Kenya tome 1

J'ai commencé il y a quelques temps à chroniquer la série (Kenya) de Leo et Rodolphe à travers son cycle Amazonie en cours de publication : j'avais suivi (en librairie) les parutions des premiers cycles de cette série et, à la faveur d'une visite chez mon libraire d'occasion préféré, j'ai pu m'en procurer les deux premiers tomes d'un coup. L'occasion était belle d'en parler enfin ici...
Résumé : 
Kenya, mai 1947 : Katherine Austin débarque à Mombasa pour venir enseigner aux élèves d'un collège huppé. Deux de ses collègues, Merlin et Fuchs - professeurs de français et d'allemand - lui réservent un accueil très souriant voire presque dérangeant... surtout dans la mesure où Kathy est une espionne sous couverture, que les services secrets britanniques ont envoyée au Kenya pour enquêter sur la mystérieuse disparition d'un safari. L'époque est à la folie des soucoupes volantes : ces phénomènes inexpliqués semblent se manifester de plus en plus souvent à proximité du Kilimandjaro. Y a-t-il un lien entre les OVNI et les mystérieuses créatures que les indigènes ont pu entrevoir dans la brousse ?
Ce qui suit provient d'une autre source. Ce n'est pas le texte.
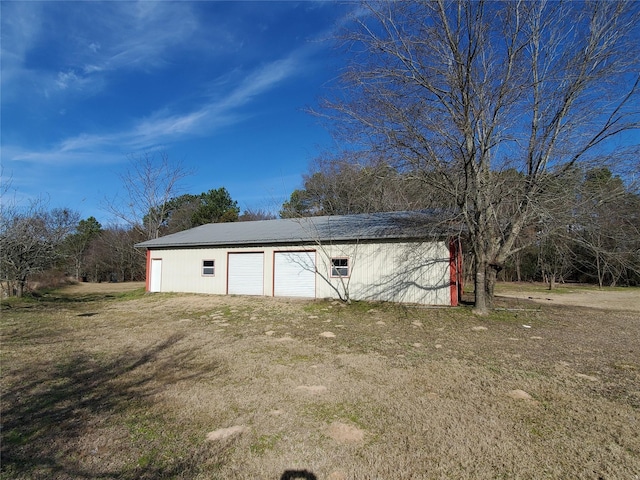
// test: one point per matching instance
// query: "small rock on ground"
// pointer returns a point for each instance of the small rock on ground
(223, 433)
(343, 433)
(312, 388)
(519, 395)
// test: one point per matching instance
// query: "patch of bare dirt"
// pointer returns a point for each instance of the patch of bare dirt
(602, 299)
(105, 287)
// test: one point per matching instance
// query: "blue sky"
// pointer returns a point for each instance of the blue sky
(220, 86)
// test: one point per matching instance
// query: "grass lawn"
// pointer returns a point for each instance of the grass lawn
(126, 385)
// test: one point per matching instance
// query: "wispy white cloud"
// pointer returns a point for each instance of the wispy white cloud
(163, 126)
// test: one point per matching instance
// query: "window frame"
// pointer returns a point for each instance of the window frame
(212, 267)
(335, 273)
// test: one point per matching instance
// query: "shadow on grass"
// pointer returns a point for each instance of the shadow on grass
(82, 418)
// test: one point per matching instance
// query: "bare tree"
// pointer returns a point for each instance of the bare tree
(31, 240)
(457, 92)
(149, 183)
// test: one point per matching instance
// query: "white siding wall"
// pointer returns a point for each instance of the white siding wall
(401, 272)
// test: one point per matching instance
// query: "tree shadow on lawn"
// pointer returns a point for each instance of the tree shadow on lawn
(50, 410)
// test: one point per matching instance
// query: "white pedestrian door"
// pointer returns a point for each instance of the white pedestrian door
(246, 274)
(295, 274)
(156, 275)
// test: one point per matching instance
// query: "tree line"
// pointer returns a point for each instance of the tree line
(517, 120)
(43, 246)
(593, 235)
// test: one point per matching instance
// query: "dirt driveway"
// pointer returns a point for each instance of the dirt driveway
(628, 300)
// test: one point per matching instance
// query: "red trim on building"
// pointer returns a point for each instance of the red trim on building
(455, 269)
(148, 274)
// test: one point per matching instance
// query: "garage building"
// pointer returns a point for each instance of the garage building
(399, 256)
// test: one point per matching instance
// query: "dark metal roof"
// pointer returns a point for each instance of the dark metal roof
(337, 228)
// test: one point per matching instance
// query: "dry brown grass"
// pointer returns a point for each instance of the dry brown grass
(128, 386)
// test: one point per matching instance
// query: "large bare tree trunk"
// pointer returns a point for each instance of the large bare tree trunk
(496, 103)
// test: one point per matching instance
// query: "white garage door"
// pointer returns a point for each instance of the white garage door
(295, 274)
(246, 274)
(155, 284)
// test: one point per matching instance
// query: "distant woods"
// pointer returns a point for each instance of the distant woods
(42, 247)
(589, 232)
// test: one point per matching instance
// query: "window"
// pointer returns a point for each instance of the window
(208, 268)
(339, 267)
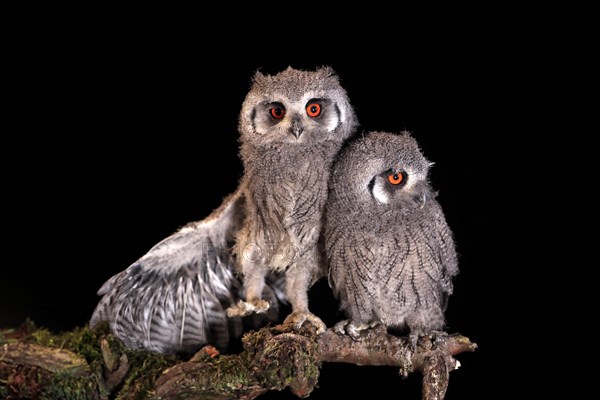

La fin de la seconde guerre mondiale en 1945 a rebattu en profondeur les cartes géopolitiques. L'abaissement de l'Europe a été pour ainsi dire consommé, libérant un espace à l'orgueilleux pouvoir capitaliste des Etats-Unis mais surtout au titan soviétique, révélé au monde lors de sa victoire sans appel sur les ruines du "Reich de mille ans". Ce n'est qu'aux frontières de la sphère d'influence européenne, au plus profond des colonies les plus éloignées de leurs métropoles, que subsiste encore un peu de l'ancien monde : voici l'ambiance qui attend Kathy au Kenya, celle d'une vie intemporelle où le bien-être de l'homme blanc est construit sur le labeur souvent peu qualifié, souvent rébarbatif et souvent dangereux de l'homme noir ; une ambiance torride et moite, propice à la langueur, au badinage et au mépris qu'il est de bon ton d'exprimer face à la vie spirituelle de ces "autres" exploités en contrepartie des "bienfaits" dont ils ont été soi-disant comblés par les colons venus d'outre-mer... Kathy est une femme de son temps, le Kenya n'est jamais qu'une pierre précieuse parmi d'autres de la couronne britannique et peu importe que le monde ait été redéfini deux ans plus tôt à peine : soucoupes volantes ou non, c'est toujours le bon vieux temps des colonies. Et ses deux collègues - lesquels ne sont peut-être pas de simples professeurs, qui sait ? - ne crachent pas non plus sur le bon temps...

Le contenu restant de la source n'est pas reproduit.